There are a whole heap of things you can try if your baby has colic.  There are colic remedies that can help.  There are colic treatments that should work (backed by science).  (Of course, there a lot that probably won’t help too).

Figuring out what is causing colic in your baby can help understand how to fix it.  It probably won’t be straightforward, but it’s definitely worth a go.

With a little, or perhaps a lot, of trial and error you should find something to help your colicky baby.

Colic definition & symptoms

Colic is defined as recurring and long bouts of inconsolable crying, with no obvious cause.

Gas pains and abdominal discomfort were thought to be the root cause, hence the name ‘colic’, which means affecting the colon.

However, several studies in the 1950s observed many babies who cried excessively but had no sign of digestive issues.  So gas pain is now not thought to be the cause (though may be a factor).

Hence the ‘Rule of Threes’.

Diagnosing colic with the ‘Rule of Threes’

The current colic definition and diagnosis typically uses the ‘Rule of Threes’:

“A baby that cries for three or more hours per day, at least three times per week, for at least 3 consecutive weeks”. Wessel, et al., 1954.

A further condition is that baby is “otherwise healthy and well-fed”.  I.e.
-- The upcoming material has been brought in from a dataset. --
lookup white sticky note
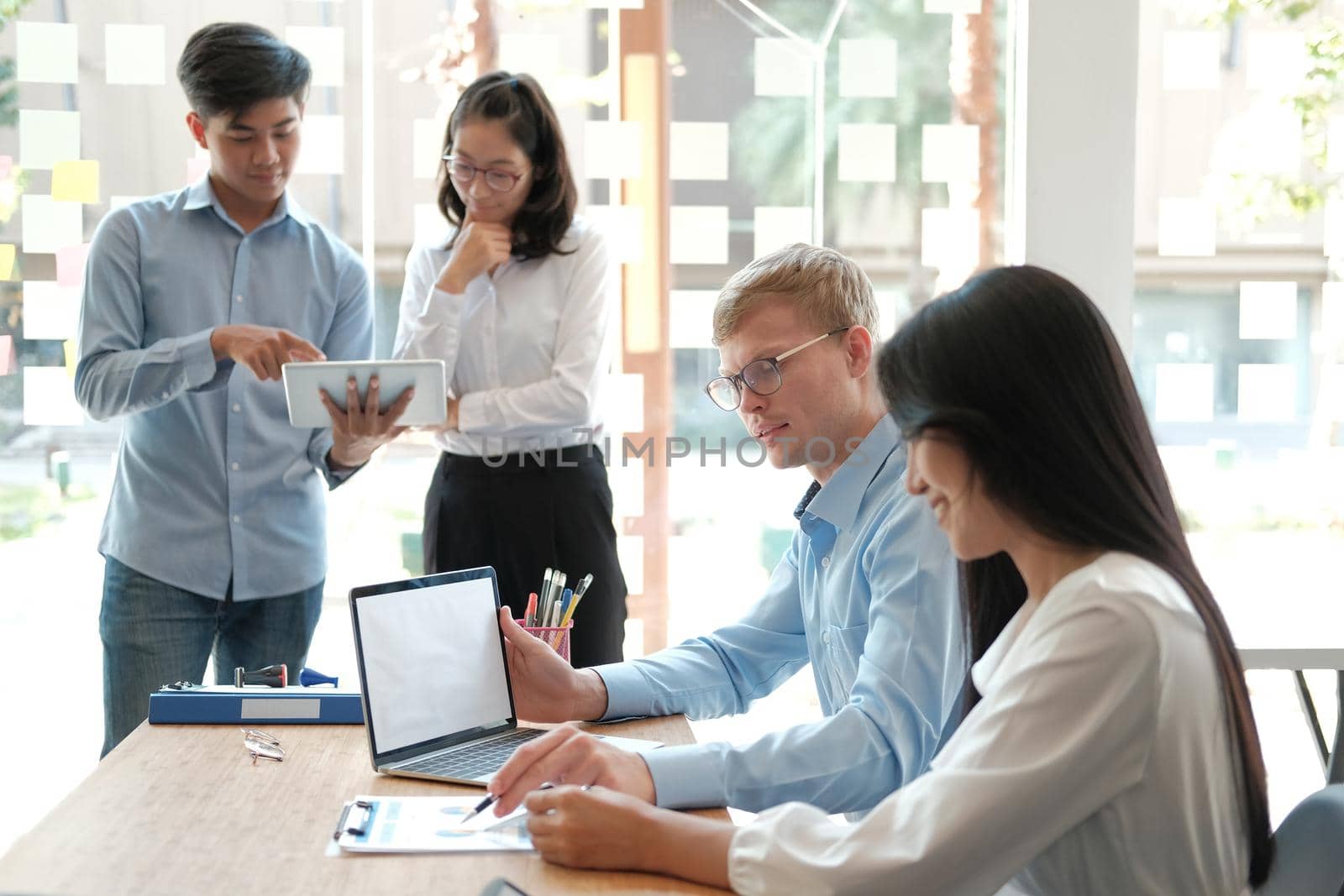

Not hungry, ill or visibly in pain.

No reference is made to the cause, since colic is still not fully understand – a combination of factors are thought to be involved.

Unfortunately, that means there isn’t one single answer or solution.  Different babies have colic and cry excessively for a different combination of possible reasons.

Probably not the answer you were hoping for, but possibly one you were expecting!

Common characteristics of ‘colic’ crying

In addition to crying episodes being excessive in length (Rule of Threes as above), colicky crying often:

  • starts and ends suddenly for no apparent reason
  • happens at the same time every day, often in the late afternoon or evening

Some colic FAQs:

Are some babies more likely to suffer from colic than others?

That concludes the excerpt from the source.